Cross-Origin Resource Sharing (CORS)

CORS is a mechanism that allows browser scripts on pages served from other domains (e.g. myothersite.com) to talk to your server (e.g. api.mysite.com). Like JSONP, the goal of CORS is to function as a secure method to circumvent the same-origin policy; allowing your Sails server to successfully respond to requests from client-side JavaScript code running on a page from some other domain. But unlike JSONP, it works with more than just GET requests.

Sails can be configured to allow cross-origin requests from a list of domains you specify, or from every domain. This can be done on a per-route basis, or globally for every route in your app.

Enabling CORS

For security reasons, CORS is disabled by default in Sails. But enabling it is dead-simple.

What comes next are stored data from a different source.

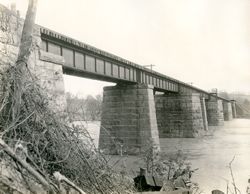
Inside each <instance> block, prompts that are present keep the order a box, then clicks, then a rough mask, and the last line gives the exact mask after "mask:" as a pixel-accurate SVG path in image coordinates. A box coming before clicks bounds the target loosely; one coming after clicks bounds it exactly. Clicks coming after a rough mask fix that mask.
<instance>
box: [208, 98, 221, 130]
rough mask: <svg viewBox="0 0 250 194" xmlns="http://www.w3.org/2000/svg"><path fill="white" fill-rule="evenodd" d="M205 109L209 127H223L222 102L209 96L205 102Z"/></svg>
mask: <svg viewBox="0 0 250 194" xmlns="http://www.w3.org/2000/svg"><path fill="white" fill-rule="evenodd" d="M206 108H207V121H208V125H209V126H222V125H224V111H223V104H222V100H220V99H218V98H217V97H216V96H212V95H210V97H209V99H207V100H206Z"/></svg>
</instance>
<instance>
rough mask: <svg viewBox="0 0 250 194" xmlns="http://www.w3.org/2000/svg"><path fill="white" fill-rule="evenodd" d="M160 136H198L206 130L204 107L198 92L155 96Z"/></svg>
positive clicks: (176, 136)
mask: <svg viewBox="0 0 250 194" xmlns="http://www.w3.org/2000/svg"><path fill="white" fill-rule="evenodd" d="M155 104H156V115H157V123H158V129H159V135H160V138H168V137H198V136H202V135H203V134H204V132H205V131H206V130H207V119H206V107H205V103H204V99H203V98H201V97H200V94H198V93H193V94H192V93H190V94H164V95H156V96H155Z"/></svg>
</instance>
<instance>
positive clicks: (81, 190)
mask: <svg viewBox="0 0 250 194" xmlns="http://www.w3.org/2000/svg"><path fill="white" fill-rule="evenodd" d="M53 175H54V177H55V178H56V180H57V181H58V183H61V182H65V183H67V184H68V185H69V186H71V187H72V188H73V189H75V190H77V191H78V192H79V193H80V194H86V193H85V192H84V191H83V190H82V189H81V188H79V187H78V186H76V185H75V184H74V183H73V182H72V181H70V180H69V179H67V178H66V177H65V176H63V175H62V174H61V173H60V172H54V173H53Z"/></svg>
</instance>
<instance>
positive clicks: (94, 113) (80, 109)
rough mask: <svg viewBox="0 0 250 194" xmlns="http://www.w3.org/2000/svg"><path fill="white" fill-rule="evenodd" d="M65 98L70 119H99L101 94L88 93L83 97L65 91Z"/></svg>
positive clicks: (85, 119) (100, 105) (100, 100)
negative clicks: (91, 93) (93, 94)
mask: <svg viewBox="0 0 250 194" xmlns="http://www.w3.org/2000/svg"><path fill="white" fill-rule="evenodd" d="M66 100H67V111H68V112H69V113H70V114H69V115H70V119H71V121H99V120H100V119H101V111H102V108H101V106H102V96H101V95H96V96H92V95H88V96H87V97H85V98H83V97H78V96H76V95H73V94H71V93H66Z"/></svg>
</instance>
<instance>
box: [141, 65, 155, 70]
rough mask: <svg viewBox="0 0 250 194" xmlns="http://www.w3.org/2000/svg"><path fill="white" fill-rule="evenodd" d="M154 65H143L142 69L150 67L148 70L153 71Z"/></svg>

To allow cross-origin requests from any domain to any route in your app, simply enable allRoutes in config/cors.js:

allRoutes: true

See sails.config.cors for a comprehensive reference of all available options.

Configuring CORS For Individual Routes

Besides the global CORS configuration, you can set up individual routes in config/routes.js to accept (or deny) cross-origin requests. To indicate that a route should accept CORS requests using the configuration parameters in config/cors.js, set its cors property to true:

"get /foo": {
   controller: "FooController",
   action: "index",
   cors: true
}

If you have the allRoutes parameter set to true in config.cors.js, but you want to exempt a specific route, you can do so by explicitly setting its cors property to false:

"get /foo": {
   controller: "FooController",
   action: "index",
   cors: false
}

To override specific CORS configuration parameters for a route, add a cors property object:

"get /foo": {
   controller: "FooController",
   action: "index",
   cors: {
     origin: "http://sailsjs.org, http://sailsjs.com",
     credentials: false
   }
}

Security Levels

By default, Sails will still process all the requests that come in regardless of domain, even with CORS enabled: it will simply set the appropriate headers on the response so that the client can decide whether or not to show the response. For example, if you send a GET request to /foo/bar from a domain that is not in your CORS whitelist, the bar action in your FooController.js file will still run, but the browser will throw away the result. This may seem counterintuitive, but it is important because it allows non-browser-based clients (like Postman and curl) to work while still blocking the kind of attacks that the Same-Origin Policy is meant to protect against.

If you want to completely prevent Sails from processing requests from disallowed domains, you can use the securityLevel setting:

module.exports.cors = {
  allRoutes: true,
  origin: "http://sailsjs.org",
  securityLevel: 1
}

Security level 1 (high) will respond with a 403 status code to any request from a disallowed origin prefixed with the http or https protocol. Security level 2 (very high) will do the same, but extended to all protocols (so things like Postman and curl won't work).